The Evocative Folk Music of River Whyless’ ‘We All The Light’
Asheville, NC folk band River Whyless will release We All The Light, its Roll Call debut, this coming Friday, August 26. The band’s second album overall,We All The Light is a gorgeous indie pop album performed on traditional folk instruments. River Whyless’ vocal harmonies, evocative lyrics, and multilayered instrumentation allow the band to stand out from the indie folk crowd.
Vocal harmonies are a standard element of the indie folk repertoire, so it comes as no surprise that River Whyless perform them throughout We All…. What is noteworthy about it, is the band’s proficiency at utilizing them. Opening track “Baby Brother” features gorgeous harmonies in its refrain, but for pure harmonious bliss, bonus track “It Ain’t Me, Babe” is unrivaled. The version of “It Ain’t Me, Babe” that introduced me to the song is the more rocking live version from The Bootleg Series Volume 5. I mention this only to emphasize how powerful River Whyless’ slowed down, harmonized cover is.
The standout tracks of the album proper, however, are “Falling Son” and “All Day All Night.” The former builds an evocative sense of character using only snippets of descriptions. Take the second verse, “In a venue in Ohio, I was asked about my plans by one of my best friends. She said, “How long? How long will it take? How long until it breaks you apart? ‘Cause it surely will.”

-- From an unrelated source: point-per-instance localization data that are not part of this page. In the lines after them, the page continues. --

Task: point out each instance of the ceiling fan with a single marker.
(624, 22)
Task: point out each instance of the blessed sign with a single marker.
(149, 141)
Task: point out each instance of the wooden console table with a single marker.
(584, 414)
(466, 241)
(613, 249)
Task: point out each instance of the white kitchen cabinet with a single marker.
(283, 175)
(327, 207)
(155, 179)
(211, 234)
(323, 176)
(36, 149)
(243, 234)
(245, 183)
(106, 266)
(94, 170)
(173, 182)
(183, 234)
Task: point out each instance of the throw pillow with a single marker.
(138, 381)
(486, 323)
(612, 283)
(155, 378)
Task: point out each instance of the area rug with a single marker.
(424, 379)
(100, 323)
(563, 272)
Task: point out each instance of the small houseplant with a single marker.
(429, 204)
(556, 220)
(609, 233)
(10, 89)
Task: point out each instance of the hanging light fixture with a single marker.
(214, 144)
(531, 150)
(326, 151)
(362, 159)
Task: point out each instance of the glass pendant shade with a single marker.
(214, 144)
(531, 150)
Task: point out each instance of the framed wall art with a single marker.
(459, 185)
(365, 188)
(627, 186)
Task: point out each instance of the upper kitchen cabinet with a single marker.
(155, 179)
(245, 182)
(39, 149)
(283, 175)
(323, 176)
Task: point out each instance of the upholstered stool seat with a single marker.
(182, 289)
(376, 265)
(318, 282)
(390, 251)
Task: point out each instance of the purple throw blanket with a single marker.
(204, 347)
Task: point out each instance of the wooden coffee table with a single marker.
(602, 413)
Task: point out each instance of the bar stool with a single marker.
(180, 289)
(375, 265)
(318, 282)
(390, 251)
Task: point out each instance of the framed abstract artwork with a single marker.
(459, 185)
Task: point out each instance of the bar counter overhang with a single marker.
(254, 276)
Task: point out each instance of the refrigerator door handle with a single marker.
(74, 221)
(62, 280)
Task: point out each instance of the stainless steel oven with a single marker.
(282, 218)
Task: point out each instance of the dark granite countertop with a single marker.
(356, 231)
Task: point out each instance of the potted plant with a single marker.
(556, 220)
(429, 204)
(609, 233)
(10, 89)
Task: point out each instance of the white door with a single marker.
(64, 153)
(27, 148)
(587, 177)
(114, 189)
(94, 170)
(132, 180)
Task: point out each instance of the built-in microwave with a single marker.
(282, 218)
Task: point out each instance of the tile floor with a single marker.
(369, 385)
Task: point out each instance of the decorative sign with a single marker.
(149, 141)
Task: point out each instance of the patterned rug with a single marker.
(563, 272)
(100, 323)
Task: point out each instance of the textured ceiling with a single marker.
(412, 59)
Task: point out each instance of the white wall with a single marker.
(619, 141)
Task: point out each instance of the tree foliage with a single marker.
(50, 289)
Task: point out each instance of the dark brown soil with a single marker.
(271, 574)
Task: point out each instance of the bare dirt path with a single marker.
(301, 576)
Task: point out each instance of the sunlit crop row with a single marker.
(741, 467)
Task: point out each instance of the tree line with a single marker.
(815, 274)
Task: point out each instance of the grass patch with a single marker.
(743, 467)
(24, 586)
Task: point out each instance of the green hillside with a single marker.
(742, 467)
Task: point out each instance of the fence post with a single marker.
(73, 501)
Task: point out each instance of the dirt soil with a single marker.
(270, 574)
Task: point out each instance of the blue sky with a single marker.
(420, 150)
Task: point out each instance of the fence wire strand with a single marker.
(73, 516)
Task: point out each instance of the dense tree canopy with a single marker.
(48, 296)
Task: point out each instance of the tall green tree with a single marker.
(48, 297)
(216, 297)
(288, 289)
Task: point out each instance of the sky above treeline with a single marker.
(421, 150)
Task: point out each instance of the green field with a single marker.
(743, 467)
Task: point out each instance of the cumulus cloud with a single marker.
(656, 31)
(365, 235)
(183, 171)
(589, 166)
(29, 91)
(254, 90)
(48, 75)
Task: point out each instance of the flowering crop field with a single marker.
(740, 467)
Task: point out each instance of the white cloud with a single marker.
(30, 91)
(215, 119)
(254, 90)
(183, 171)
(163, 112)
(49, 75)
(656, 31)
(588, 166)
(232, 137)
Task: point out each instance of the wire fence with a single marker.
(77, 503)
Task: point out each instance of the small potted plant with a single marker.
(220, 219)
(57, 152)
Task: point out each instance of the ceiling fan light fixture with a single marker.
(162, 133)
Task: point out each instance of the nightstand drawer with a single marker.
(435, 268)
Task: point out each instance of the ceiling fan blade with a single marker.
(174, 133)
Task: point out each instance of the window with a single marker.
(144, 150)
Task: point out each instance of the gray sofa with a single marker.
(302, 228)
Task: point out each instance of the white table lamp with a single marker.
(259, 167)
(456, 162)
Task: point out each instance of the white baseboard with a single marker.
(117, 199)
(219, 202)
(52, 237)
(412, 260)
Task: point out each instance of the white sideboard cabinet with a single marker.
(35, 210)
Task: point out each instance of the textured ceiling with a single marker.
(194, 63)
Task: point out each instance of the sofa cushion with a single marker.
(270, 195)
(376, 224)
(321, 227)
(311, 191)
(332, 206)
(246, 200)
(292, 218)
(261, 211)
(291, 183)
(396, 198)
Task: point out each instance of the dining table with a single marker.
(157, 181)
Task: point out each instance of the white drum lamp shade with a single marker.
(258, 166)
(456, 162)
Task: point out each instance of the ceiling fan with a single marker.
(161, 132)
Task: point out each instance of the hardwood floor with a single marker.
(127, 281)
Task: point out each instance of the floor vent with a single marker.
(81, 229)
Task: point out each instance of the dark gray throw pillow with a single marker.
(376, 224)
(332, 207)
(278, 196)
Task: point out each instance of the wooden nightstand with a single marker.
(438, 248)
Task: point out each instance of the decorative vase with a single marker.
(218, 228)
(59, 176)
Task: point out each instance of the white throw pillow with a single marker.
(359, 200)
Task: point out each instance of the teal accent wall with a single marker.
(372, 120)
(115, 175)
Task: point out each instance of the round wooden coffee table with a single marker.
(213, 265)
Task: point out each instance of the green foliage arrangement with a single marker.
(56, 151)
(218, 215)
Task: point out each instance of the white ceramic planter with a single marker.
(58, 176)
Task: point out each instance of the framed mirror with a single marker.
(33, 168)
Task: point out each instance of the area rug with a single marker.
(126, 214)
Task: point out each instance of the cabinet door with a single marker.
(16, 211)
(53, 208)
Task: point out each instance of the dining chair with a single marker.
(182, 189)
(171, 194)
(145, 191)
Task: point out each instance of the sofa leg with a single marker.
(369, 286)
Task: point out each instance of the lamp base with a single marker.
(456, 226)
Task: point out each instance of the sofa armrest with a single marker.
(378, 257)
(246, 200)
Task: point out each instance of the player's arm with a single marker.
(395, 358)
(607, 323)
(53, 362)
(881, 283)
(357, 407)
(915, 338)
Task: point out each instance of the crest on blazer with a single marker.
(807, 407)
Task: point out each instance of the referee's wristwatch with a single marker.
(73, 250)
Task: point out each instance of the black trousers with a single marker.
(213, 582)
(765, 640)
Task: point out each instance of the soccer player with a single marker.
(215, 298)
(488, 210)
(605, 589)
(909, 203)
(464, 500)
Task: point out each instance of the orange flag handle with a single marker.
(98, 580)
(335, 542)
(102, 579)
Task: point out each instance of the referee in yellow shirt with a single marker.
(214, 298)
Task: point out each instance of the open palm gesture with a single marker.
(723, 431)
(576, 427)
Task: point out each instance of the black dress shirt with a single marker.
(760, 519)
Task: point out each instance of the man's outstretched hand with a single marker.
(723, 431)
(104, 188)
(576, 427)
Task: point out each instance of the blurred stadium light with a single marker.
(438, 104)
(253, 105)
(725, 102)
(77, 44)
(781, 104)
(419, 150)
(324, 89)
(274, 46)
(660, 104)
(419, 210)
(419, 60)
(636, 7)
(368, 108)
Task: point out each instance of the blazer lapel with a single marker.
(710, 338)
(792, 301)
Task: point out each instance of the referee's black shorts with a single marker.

“All Day All Night” starts with a chant of the song’s title being establishing a powerful rhythm and leads into the record’s most intriguing and accusatory lyrics, “So you thought you caught me licking my wounds…Yeah well, so what if I was?” The song steadily rolls along from there with a catchy fiddle line leading the way.
It can seem easy to dismiss indie folk bands as a dime a dozen, but on We All The Light River Whyless provide living proof that such a claim is specious.